The Westboro Baptist Church announced last weekend that it will picket outside the front gates of Georgetown University next Monday, prompting students to organize two counterprotests in response to the church’s controversial views.
The WBC, which is categorized as a hate group by the Anti-Defamation League of America, has regularly conducted anti-gay protests and picketed military funerals, among other controversial acts, since 1991. The church will be picketing at Georgetown as part of its D.C. tour, during which it will also picket at the White House, the Supreme Court and the Pentagon.
In a campus-wide email sent by Vice President for Mission and Ministry Fr. Kevin O’Brien, S.J., and Vice President for Student Affairs Todd Olson, the administrators confirmed that the WBC has received a city permit from the Metropolitan Police to picket in the public space outside of the main gates from 4 p.m. to 4:30 p.m. on Monday.
According to the WBC’s website, church members decided to organize the protest on the basis of Georgetown’s acceptance of LGBTQ students.
“WBC will picket Georgetown University in religious protest and warning: God is not mocked,” the website read. “All people affiliated with the universities of this nation have given themselves to the f – – agenda.

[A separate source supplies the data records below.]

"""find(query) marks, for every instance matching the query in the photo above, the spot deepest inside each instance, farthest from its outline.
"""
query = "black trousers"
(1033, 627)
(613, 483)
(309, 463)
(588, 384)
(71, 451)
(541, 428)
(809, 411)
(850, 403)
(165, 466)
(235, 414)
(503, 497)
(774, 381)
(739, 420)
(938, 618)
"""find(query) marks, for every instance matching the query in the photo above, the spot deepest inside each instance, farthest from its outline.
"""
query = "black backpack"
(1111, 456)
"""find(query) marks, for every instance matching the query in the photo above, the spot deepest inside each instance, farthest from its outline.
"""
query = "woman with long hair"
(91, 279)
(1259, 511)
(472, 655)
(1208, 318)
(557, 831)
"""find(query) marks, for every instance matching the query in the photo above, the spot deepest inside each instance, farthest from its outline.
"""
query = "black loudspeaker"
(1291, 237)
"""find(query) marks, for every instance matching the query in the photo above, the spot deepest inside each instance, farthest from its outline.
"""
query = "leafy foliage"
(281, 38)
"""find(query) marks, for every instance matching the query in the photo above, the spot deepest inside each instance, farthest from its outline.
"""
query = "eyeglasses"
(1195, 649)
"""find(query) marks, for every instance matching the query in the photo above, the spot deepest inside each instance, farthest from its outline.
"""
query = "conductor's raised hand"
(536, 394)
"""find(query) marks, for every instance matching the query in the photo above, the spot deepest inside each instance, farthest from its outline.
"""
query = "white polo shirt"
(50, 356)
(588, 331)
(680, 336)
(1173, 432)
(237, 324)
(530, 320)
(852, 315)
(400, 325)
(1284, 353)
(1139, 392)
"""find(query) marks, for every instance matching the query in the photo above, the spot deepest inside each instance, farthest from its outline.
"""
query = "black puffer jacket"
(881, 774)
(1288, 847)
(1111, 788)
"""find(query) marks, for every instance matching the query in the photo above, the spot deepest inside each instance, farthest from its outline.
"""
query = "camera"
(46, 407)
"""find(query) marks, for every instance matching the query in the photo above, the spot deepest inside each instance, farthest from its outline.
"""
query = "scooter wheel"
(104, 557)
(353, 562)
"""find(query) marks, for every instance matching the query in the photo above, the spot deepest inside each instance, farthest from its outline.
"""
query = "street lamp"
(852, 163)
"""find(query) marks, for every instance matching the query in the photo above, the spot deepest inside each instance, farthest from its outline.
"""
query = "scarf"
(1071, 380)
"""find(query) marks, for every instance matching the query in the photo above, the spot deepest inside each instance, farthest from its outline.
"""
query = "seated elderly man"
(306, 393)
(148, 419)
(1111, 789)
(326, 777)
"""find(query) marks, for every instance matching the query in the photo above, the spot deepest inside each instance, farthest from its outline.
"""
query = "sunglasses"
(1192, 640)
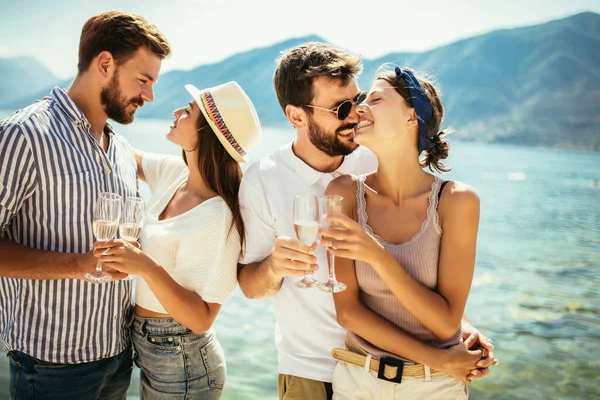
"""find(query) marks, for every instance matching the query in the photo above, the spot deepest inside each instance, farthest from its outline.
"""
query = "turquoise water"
(535, 287)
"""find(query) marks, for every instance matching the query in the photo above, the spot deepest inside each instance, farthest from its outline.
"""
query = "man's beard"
(330, 144)
(115, 104)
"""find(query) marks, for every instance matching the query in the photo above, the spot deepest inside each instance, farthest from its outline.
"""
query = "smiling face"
(385, 116)
(130, 86)
(325, 131)
(184, 131)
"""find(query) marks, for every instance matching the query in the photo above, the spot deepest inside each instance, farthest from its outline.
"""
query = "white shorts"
(353, 382)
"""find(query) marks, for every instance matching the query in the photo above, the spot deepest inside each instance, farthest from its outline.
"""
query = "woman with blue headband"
(405, 250)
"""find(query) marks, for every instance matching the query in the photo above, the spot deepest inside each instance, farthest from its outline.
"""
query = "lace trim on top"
(432, 213)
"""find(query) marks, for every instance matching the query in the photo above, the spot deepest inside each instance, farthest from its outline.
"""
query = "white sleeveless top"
(197, 247)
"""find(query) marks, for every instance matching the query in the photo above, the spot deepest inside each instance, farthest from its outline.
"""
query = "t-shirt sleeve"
(258, 222)
(158, 166)
(18, 174)
(207, 259)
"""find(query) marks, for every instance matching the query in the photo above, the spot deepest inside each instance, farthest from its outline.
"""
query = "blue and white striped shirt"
(51, 173)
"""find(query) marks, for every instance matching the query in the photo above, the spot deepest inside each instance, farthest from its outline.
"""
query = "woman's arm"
(183, 305)
(442, 308)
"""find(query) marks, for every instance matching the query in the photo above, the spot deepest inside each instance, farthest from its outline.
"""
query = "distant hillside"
(536, 85)
(22, 77)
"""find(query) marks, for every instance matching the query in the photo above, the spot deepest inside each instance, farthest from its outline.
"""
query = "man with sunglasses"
(316, 86)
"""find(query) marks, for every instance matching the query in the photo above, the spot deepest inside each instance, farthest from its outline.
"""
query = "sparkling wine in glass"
(132, 221)
(306, 225)
(107, 212)
(331, 205)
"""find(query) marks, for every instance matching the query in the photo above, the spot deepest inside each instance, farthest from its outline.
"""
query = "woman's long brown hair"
(221, 173)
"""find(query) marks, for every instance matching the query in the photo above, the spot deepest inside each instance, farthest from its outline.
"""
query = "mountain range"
(535, 85)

In particular, the WBC cited the LGBTQ Resource Center’s hosting of “OUTober,” a month honoring LGBTQ history and progress, and a quote from former Georgetown University Student Association President Nate Tisa (SFS ’14) that reads, “Society is changing and God is in that change.” The quote originally appeared in a column written by Tisa for The Hoya in October 2012 prior to his term as GUSA president. The quote was later reprinted in an article by The New York Times, which was referenced by the WBC.

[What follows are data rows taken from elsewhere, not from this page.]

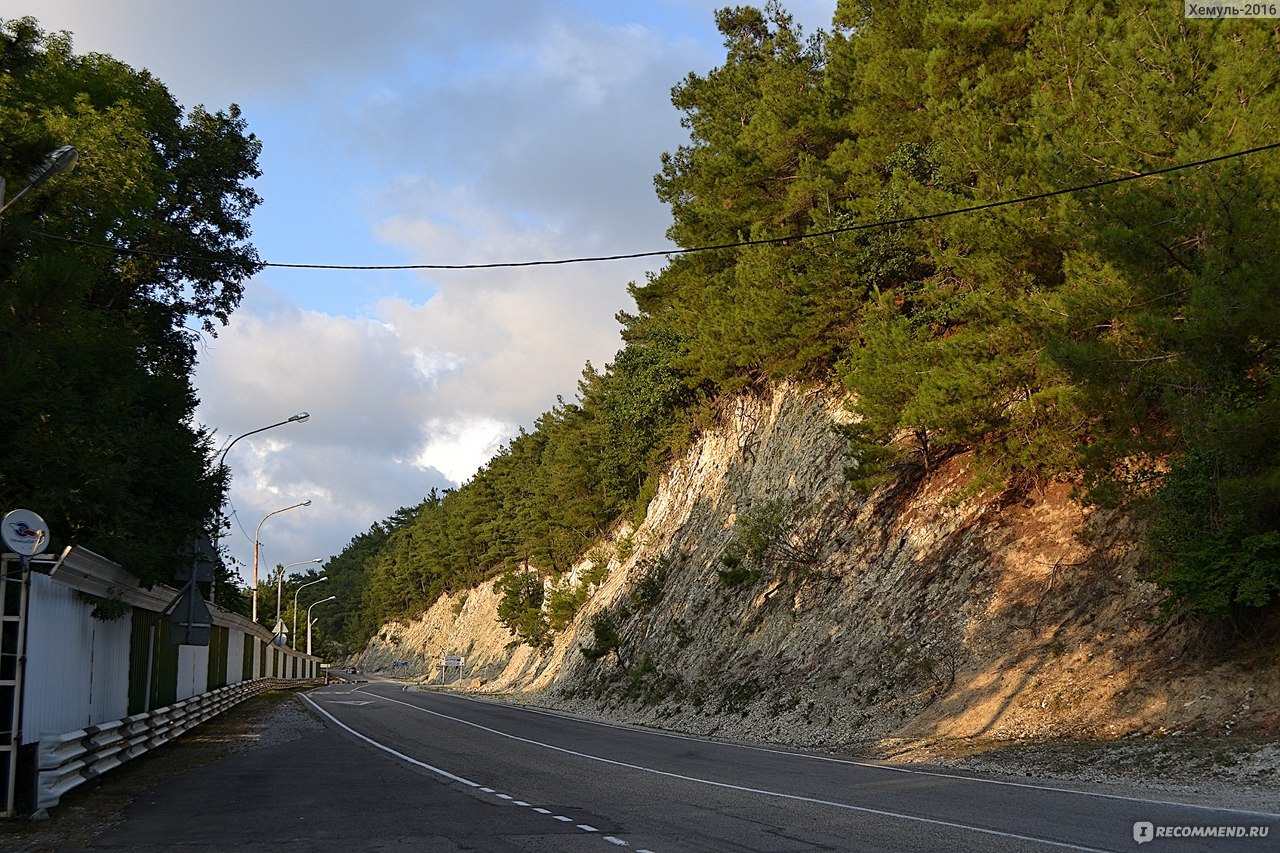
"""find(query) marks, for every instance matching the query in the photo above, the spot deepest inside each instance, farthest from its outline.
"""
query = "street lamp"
(309, 620)
(222, 463)
(296, 419)
(59, 162)
(256, 530)
(296, 607)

“I would have been less brazen about being a target of their attacks as a 15-year-old in the closet,” Tisa wrote in an email to The Hoya. “For those who lack family and community support, live in areas that share some level of anti-gay sentiment or are struggling with their sexuality, this hate speech cuts deep.”

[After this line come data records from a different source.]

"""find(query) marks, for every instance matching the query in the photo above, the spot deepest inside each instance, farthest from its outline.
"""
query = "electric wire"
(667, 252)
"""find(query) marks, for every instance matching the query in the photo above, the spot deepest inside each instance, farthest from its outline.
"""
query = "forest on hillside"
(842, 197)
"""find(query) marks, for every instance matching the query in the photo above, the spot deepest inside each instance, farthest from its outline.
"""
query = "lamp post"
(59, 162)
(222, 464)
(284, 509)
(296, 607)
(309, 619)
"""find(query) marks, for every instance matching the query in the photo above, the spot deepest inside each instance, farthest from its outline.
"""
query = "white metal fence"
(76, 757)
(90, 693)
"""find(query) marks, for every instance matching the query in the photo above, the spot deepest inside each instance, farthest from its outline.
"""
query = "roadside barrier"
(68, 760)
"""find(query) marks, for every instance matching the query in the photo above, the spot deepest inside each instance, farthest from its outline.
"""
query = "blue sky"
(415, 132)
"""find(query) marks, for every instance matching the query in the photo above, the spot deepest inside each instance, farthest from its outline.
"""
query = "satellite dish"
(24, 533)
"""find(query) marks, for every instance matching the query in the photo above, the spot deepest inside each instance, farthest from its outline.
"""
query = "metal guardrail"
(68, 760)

Tisa said that he will be participating in the counter-protests on Monday to demonstrate his solidarity with Georgetown students against the WBC’s message.
“As a Georgetown alumnus I am proud to be part of a community that stands in solidarity against this message of hate. I really hope we use next Monday’s protest as a force for positive change beyond this group’s half hour of fame,” Tisa said. “I will be joining other Hoyas at the front gates on Monday and hope others will join me in donating to groups [supporting LGBTQ youth].”
In their email, O’Brien and Olson wrote that Georgetown maintains a religious tradition of respect for all individuals and does not condone the views of the WBC.
“We realize that their presence near our campus could be upsetting. At Georgetown, we are deeply proud of our religious tradition and recognize the inherent human dignity of every member of our community,” O’Brien and Olson wrote. “As an institution that values inter-religious understanding, inclusion and respect for all persons, we find the viewpoints of this group offensive, degrading and hateful.”
Several students have begun organizing counter-protests in response to the WBC’s plans for next Monday. In 2011, a group of Georgetown students attended a counter-protest at American University when the WBC picketed at the university.
GU Pride planned a solidarity event, which will take place at Red Square on Monday. 892 people have responded to the Facebook page of the event at press time.
The solidarity event will consist of a prayer led by Fr. Raymond Kemp, as well as activities with other student groups such as cultural and campus ministry groups. Signs will also be distributed for students to use at the Supreme Court the following day, where the WBC will hold another protest expressing their views against gay marriage.
GU Pride President Campbell James (SFS ’17) said that he hopes the solidarity event will demonstrate to the WBC that Georgetown not only accepts, but values diversity.
“GU Pride hopes to counter the hate speech from the WBC by creating an environment where all Hoyas can be celebrated for their diverse backgrounds,” James said. “We want to show the WBC that Georgetown students do not tolerate attacks on any of their students.”
Breanne Kincaid (COL ’16) is also planning a counter-protest at the main gates where the WBC members will be picketing. Although the counter-protest is not organized in affiliation with any student groups, Kincaid has received support from individual students willing to help her with the counter-protest. At press time, 660 people RSVPed to the Facebook page of the event.
Like James, Kincaid said that she would like the counter-protest to dwarf the WBC’s protest.
“I want to overpower the WBC with our sheer numbers,” she said. “I want to be more vocal, more passionate and so overwhelming in our presence that the WBC can’t help but see that they are fighting a losing battle by protesting against human rights on our campus.”
Kincaid said that she plans on silencing the WBC at the protest by using loudspeakers and megaphones.
“If everything falls in the right place these next few days, I should be able to get loudspeakers and megaphones so that the air is so saturated by our message, the WBC can’t get a word in,” Kincaid said.
Correction: An earlier version of this article incorrectly included “S.J.” as Fr. Raymond Kemp’s post-nominal title. He is not a member of the Society of Jesus.